There's a book of humorous quotations called "_The funniest thing you never said_".  This isn't correct English (il faudrait "_ever_") but it's a joke because you never said these things, other people said them.  But now you can repeat them...


----------



## Minaeth

I see what you mean! Thanks you all.

Keith Bradford, I often read your answer on various threats on the forum, and you're always very clear and helpful. I really like the way you explain things! I would say you're a teacher, aren't you?


----------



## xiancee

He's the best we've ever had here!


----------



## Minaeth

Actually he is ;-)


----------



## misterk

It's possible to imagine a context in which "the best I've never seen" would make sense.  Imagine that I've never seen the movie "The Godfather" (but I know that it's supposed to be great).  I  might say "'The Godfather' is the best movie I've never seen."  Or "'The Godfather' is on my list of the best movies I've never seen."

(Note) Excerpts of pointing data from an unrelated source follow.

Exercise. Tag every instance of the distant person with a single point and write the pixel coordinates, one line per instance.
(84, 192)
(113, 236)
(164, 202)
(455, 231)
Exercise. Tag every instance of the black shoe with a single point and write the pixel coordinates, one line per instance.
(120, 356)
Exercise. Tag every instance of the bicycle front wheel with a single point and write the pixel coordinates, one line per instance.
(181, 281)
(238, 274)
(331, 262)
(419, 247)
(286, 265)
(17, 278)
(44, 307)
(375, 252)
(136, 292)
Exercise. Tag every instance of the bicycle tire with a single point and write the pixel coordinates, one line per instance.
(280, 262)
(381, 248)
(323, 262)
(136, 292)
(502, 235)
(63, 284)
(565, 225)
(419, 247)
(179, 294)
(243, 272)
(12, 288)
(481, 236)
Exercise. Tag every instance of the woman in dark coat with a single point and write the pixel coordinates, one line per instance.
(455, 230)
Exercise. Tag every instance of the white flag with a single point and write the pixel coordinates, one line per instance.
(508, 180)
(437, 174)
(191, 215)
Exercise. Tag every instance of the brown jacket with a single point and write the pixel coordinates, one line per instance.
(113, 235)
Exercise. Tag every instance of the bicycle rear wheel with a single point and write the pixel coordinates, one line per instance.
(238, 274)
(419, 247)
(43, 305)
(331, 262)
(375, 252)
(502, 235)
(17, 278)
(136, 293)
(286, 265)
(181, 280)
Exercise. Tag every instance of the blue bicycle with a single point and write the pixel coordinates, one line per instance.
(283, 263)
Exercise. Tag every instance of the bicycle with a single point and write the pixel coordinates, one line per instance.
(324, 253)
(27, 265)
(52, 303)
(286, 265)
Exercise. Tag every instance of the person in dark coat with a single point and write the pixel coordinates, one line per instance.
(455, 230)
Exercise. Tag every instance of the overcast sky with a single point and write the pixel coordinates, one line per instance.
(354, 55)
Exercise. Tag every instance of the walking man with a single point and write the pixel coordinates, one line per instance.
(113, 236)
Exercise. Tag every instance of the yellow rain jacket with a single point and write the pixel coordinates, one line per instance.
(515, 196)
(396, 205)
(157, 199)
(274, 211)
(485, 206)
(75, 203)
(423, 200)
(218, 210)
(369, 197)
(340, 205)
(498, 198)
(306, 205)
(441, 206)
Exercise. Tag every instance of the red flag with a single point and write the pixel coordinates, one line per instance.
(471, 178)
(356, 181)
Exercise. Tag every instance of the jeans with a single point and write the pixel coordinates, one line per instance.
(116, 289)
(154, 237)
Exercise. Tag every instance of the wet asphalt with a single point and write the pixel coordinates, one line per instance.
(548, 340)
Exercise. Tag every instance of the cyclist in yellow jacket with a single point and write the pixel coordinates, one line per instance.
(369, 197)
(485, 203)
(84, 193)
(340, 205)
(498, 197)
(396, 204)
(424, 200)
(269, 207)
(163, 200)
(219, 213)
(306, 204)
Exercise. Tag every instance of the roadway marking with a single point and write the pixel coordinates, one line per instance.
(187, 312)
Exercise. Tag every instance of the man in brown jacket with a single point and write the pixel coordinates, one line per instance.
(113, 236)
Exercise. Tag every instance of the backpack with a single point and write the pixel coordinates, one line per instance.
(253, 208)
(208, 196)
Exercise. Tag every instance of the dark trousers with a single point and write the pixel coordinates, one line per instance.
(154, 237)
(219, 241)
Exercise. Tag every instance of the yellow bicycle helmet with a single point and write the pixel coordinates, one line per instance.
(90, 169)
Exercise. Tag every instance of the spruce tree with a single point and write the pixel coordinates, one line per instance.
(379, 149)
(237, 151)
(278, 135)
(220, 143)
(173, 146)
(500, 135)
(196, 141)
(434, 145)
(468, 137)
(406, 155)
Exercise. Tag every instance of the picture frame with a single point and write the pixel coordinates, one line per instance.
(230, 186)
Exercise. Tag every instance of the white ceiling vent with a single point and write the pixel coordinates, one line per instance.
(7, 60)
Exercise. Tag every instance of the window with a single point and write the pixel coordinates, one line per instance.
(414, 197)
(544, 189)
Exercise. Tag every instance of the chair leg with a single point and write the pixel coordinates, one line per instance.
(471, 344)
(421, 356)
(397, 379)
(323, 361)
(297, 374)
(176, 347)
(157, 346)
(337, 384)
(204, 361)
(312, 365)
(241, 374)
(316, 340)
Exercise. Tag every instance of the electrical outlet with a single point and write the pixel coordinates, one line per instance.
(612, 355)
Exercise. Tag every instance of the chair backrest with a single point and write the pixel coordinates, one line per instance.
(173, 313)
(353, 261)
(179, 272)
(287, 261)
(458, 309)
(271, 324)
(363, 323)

But certainly in most contexts the standard expression is "the best/worst/largest/etc. I've ever seen."


----------



## mohmax

How was your holiday in London ?
It is the most beautiful city I-------.
a- have ever seen
b-never have seen
c- never did see
d- did ever see

what is the right answer ?


----------



## moustic

What do you think the right answer is?


----------



## 12reedjas

mohmax said:


> How was your holiday in London ?
> It is the most beautiful city I-------.
> a- have ever seen
> b-never have seen
> c- never did see
> d- did ever see
> 
> what is the right answer ?



'a' is correct. 'It is the most beautiful city I have ever seen. It would be 'ever' not 'never' because in this case you are certain that you have seen London, as you have been on holiday there. 'b' does not make grammatical sense, it would have to be 'have never seen', but even that is unlikely. 'c' does make sense and can be used here in the negative form (i.e. as a parallel to 'have never seen') but sounds rather formal, and 'have never seen' would be more likely to be used. 'd' also makes sense and could be used here in the positive (i.e. as a parallel to 'a') but again, it sounds rather formal, and I would still use 'a'. Personally, though, I would say 'It was the most beautiful city I had ever seen'. I would use 'was' rather than 'is' because you seeing the city occurred in the past not the present, and I would use the pluperfect rather than perfect tense by saying 'had ever seen' instead of 'have ever seen' because the pluperfect fits better in referring to that particular event in time, i.. your holiday to London, whereas the perfect is more suited to saying that you have done something at some unspecified point in the past.

Hope this helps


----------